LPSK Sebut Efisiensi Anggaran Berdampak pada Kualitas Perlindungan Saksi dan Korban Halaman all

Wakil Ketua LPSK sebut efisiensi anggaran dinilai sangat berdampak pada kualitas perlindungan pada saksi dan korban. Halaman all

(Kompas.com) 07/02/25 22:14 74122

JAKARTA, KOMPAS.com - Wakil Ketua Lembaga Perlindungan Saksi dan Korban (LPSK), Susilaningtyas menyebut, efisiensi anggaran dinilai sangat berdampak pada kualitas perlindungan untuk saksi dan korban.

Susilaningtyas menyampaikan, anggaran LPSK yang sebelumnya mencapai Rp 229 miliar kini dipangkas sebanyak 62 persen sehingga menjadi Rp 85 miliar pada 2025.

"Dengan anggaran segitu, untuk perlindungan saksi dan korban memang berkonsekuensi kepada kualitas perlindungan yang akan diberikan kepada saksi dan korban," ujar Susilaningtyas saat dihubungi Kompas.com, Jumat (7/2/2025).

Menurut Susilaningtyas, LPSK mulai merasakan dampak dari keterbatasan anggaran tersebut sejak Januari 2025. Beberapa layanan utama, di antaranya bantuan medis, psikologis, dan perlindungan fisik bagi korban harus dikurangi.
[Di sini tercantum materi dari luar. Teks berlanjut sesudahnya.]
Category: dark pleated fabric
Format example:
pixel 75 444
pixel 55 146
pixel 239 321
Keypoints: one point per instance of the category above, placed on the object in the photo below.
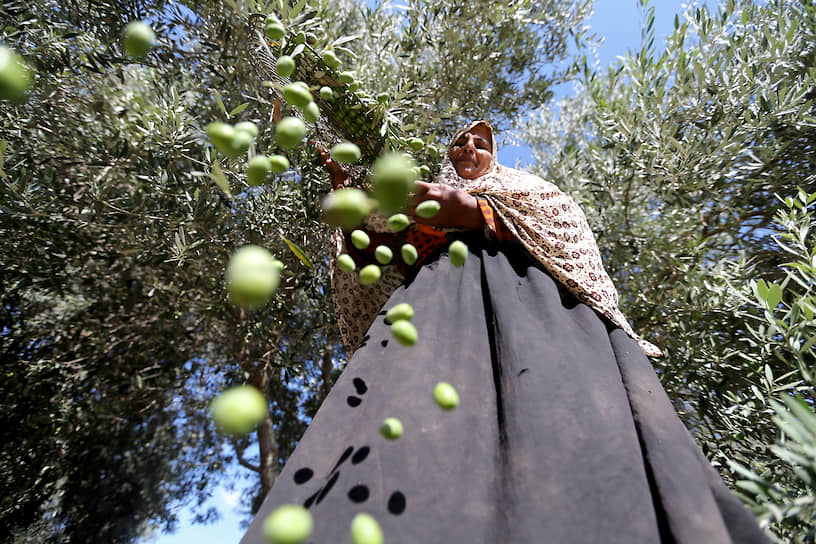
pixel 563 433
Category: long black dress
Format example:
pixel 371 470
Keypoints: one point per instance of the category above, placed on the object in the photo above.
pixel 563 433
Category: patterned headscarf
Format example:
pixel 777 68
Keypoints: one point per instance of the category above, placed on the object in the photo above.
pixel 547 222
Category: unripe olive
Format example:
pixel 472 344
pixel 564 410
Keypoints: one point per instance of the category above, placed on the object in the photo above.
pixel 331 59
pixel 258 169
pixel 237 410
pixel 311 112
pixel 15 76
pixel 346 263
pixel 288 524
pixel 370 274
pixel 427 208
pixel 290 132
pixel 409 254
pixel 392 180
pixel 138 39
pixel 398 222
pixel 326 93
pixel 401 312
pixel 446 396
pixel 360 239
pixel 365 530
pixel 405 332
pixel 458 253
pixel 251 276
pixel 383 254
pixel 391 428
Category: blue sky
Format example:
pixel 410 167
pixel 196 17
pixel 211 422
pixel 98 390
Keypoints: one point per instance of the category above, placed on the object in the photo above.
pixel 619 22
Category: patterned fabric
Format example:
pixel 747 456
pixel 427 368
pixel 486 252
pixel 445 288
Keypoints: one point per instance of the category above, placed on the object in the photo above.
pixel 547 222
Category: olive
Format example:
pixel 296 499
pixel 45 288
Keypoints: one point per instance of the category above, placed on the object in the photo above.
pixel 237 410
pixel 398 222
pixel 404 332
pixel 285 66
pixel 360 239
pixel 446 396
pixel 383 254
pixel 366 530
pixel 401 312
pixel 288 524
pixel 370 274
pixel 251 276
pixel 258 169
pixel 391 428
pixel 458 253
pixel 290 132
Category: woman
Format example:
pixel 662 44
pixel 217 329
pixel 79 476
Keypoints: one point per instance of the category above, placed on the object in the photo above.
pixel 563 432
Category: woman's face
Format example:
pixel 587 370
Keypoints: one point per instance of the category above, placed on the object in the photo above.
pixel 472 152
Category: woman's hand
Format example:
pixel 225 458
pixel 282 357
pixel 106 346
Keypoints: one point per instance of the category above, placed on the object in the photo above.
pixel 339 176
pixel 457 208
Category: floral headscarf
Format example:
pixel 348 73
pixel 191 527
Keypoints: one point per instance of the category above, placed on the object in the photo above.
pixel 547 222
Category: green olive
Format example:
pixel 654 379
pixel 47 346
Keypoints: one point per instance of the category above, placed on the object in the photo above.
pixel 331 59
pixel 405 332
pixel 241 140
pixel 427 208
pixel 360 239
pixel 401 312
pixel 446 396
pixel 346 152
pixel 366 530
pixel 346 263
pixel 251 277
pixel 289 132
pixel 383 254
pixel 391 428
pixel 326 93
pixel 370 274
pixel 458 253
pixel 288 524
pixel 285 66
pixel 311 112
pixel 392 180
pixel 279 164
pixel 297 94
pixel 258 169
pixel 237 410
pixel 409 254
pixel 398 222
pixel 346 208
pixel 221 135
pixel 138 39
pixel 15 76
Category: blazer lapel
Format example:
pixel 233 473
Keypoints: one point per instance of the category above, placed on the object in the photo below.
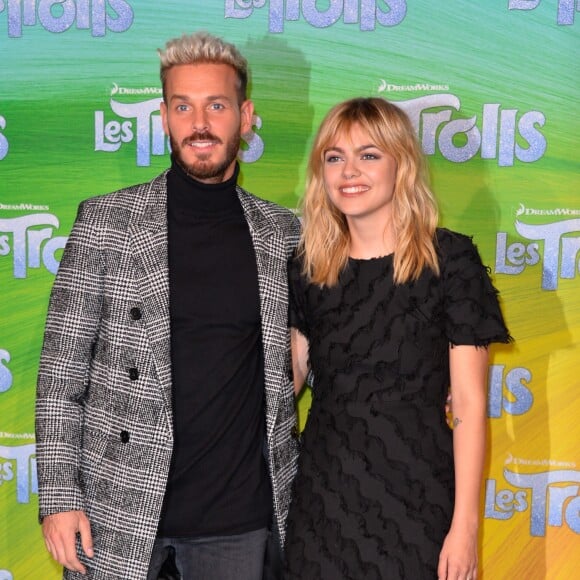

"Sebenarnya, secara prinsip kami mendukung upaya efisiensi anggaran ini. Tetapi konsekuensinya, LPSK tidak bisa bekerja secara maksimal," kata dia.
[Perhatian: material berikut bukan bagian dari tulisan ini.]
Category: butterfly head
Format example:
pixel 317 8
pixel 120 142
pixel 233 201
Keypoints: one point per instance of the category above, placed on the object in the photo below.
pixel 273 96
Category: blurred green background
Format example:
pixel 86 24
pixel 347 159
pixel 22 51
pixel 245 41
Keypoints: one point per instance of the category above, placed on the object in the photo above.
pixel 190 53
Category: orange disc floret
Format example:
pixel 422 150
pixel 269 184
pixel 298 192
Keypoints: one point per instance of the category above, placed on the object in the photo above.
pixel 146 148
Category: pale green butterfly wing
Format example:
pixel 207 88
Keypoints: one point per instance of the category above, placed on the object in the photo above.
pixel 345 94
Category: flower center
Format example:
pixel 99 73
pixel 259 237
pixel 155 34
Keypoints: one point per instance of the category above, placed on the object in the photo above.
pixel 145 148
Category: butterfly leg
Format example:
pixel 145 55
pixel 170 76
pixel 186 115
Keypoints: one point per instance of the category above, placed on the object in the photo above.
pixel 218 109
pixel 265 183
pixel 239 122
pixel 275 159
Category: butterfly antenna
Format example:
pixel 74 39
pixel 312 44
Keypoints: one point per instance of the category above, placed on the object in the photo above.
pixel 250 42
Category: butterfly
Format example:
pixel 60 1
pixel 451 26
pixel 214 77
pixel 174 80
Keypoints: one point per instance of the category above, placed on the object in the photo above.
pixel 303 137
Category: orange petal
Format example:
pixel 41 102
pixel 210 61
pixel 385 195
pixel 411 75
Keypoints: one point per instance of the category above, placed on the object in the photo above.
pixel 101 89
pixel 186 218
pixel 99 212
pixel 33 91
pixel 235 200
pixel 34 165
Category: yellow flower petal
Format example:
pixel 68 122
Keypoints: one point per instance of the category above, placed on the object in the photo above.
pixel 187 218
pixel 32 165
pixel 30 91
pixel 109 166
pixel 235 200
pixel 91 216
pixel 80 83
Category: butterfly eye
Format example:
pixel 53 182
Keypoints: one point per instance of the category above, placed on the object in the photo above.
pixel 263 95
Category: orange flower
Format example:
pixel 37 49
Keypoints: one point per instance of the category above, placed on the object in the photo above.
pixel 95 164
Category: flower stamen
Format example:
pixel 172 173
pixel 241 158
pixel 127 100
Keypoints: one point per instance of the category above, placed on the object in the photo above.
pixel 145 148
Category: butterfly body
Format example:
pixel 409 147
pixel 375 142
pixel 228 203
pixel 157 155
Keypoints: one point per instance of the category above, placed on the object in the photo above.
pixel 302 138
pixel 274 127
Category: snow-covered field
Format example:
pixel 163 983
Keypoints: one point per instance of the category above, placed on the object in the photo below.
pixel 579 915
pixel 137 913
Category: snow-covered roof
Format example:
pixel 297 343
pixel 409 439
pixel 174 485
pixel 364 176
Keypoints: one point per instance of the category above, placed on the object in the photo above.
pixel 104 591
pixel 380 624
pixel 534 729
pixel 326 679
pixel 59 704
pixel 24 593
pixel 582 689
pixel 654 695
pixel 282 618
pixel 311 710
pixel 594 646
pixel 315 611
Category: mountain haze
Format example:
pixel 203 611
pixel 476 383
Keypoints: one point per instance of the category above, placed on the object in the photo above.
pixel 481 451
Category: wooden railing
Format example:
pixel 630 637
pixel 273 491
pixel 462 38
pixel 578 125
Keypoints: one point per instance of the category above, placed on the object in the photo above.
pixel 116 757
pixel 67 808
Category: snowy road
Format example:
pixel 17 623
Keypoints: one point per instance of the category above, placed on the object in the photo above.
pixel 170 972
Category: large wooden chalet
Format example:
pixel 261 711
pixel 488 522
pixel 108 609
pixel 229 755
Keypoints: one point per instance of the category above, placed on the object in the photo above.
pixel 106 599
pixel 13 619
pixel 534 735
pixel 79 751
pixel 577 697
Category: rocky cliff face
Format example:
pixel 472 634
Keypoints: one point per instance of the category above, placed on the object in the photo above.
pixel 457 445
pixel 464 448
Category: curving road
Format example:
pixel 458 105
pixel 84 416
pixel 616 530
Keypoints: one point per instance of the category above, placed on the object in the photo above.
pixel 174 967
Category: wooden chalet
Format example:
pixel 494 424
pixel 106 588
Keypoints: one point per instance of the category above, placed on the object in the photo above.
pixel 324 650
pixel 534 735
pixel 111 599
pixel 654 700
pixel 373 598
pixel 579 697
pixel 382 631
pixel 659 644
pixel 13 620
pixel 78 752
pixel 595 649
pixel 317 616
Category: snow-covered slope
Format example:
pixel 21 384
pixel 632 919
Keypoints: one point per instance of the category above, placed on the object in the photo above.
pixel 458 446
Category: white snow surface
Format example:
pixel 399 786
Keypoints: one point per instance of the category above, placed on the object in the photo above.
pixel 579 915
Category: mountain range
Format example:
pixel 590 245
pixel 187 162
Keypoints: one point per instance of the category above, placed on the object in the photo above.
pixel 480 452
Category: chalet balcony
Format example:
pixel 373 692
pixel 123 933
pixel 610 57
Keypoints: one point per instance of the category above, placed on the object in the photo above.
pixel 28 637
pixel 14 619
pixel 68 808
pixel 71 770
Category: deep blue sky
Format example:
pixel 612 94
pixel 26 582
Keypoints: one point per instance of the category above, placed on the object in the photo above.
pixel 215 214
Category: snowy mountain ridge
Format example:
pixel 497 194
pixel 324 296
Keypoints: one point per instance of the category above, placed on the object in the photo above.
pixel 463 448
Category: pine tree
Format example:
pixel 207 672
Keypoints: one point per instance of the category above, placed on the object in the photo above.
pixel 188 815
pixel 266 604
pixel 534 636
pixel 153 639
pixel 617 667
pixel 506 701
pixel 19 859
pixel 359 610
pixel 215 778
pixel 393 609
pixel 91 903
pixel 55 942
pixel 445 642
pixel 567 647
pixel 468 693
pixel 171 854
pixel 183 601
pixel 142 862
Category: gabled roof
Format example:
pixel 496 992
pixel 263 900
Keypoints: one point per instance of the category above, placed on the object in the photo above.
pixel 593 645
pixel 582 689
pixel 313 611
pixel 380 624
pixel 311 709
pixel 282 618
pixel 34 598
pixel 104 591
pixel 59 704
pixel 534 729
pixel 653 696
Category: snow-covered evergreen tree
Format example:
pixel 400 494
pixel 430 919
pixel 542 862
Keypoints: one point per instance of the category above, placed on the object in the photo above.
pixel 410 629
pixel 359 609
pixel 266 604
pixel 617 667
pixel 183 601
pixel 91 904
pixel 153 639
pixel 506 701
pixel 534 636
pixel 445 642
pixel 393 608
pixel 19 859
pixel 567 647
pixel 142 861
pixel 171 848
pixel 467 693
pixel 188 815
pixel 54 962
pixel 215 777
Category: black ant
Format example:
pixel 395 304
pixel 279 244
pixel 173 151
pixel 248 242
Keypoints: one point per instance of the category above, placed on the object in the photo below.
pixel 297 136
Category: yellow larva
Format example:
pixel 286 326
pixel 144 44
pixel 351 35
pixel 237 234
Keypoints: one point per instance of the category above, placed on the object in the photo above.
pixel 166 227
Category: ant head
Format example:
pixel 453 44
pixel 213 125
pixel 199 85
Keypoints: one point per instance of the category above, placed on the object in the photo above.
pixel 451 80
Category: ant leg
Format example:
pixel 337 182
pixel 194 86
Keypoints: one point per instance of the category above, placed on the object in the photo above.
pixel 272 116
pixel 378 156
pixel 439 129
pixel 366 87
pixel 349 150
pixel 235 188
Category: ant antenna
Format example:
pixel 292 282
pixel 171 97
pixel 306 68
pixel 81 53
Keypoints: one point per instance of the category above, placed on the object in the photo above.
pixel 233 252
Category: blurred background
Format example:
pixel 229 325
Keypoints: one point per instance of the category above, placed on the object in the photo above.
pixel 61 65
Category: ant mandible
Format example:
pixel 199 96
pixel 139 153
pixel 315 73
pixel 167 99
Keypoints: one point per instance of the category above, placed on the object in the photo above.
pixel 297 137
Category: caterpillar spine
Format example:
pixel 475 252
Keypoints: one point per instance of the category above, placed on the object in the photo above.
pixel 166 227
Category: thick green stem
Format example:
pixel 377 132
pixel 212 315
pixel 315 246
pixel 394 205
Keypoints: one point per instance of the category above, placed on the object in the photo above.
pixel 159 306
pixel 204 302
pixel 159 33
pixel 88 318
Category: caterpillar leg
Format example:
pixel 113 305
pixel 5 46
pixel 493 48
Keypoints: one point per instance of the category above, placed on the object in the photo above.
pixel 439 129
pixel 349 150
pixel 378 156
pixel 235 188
Oleh sebab itu, untuk mengantisipasi keterbatasan dana, LPSK melakukan berbagai langkah penghematan di sektor operasional.

Beberapa langkah yang diterapkan antara lain pengurangan penggunaan listrik, air, internet, serta pembatasan kendaraan operasional.

"Termasuk kendaraan operasional itu juga kami minimalkan karena itu akan berpengaruh terhadap perlindungan," jelas dia.

Kini, pihaknya tengah menghitung dan menyiapkan pola efisiensi agar layanan perlindungan tetap berjalan meskipun dengan sumber daya terbatas.

"Jadi hal-hal demikian sedang kami hitung dan sedang kami persiapkan pola penghematannya seperti apa," kata dia.

Sebelumnya, Presiden Prabowo Subianto menginstruksikan pemerintah untuk mengurangi anggaran belanja yang bersifat seremonial.

Instruksi ini tertuang dalam Inpres Nomor 1 Tahun 2025 tentang Efisiensi Belanja Dalam Pelaksanaan APBN dan APBD 2025 yang berlaku sejak 22 Januari 2025.

"Membatasi belanja untuk kegiatan yang bersifat seremonial, kajian, studi banding, pencetakan, publikasi, dan seminar/focus group discussion," tulis diktum keempat Inpres Nomor 1 Tahun 2025.

Selain itu, Presiden juga meminta pemerintah mengurangi anggaran perjalanan dinas hingga 50 persen.

Pemerintah juga diminta mengurangi belanja yang tidak memiliki output terukur.

Pemerintah daerah diminta lebih selektif dalam memberikan hibah langsung kepada K/L, baik dalam bentuk uang, barang, maupun jasa.

Presiden menargetkan penghematan total anggaran dari pemerintah pusat dan daerah mencapai Rp 306,69 triliun.

Anggaran tersebut terdiri dari belanja K/L sebesar Rp 256,10 triliun dan anggaran transfer ke daerah Rp 50,59 triliun.

"Efisiensi atas anggaran belanja negara tahun anggaran 2025 sebesar Rp 306.695.177.420.000," bunyi diktum kedua Inpres tersebut.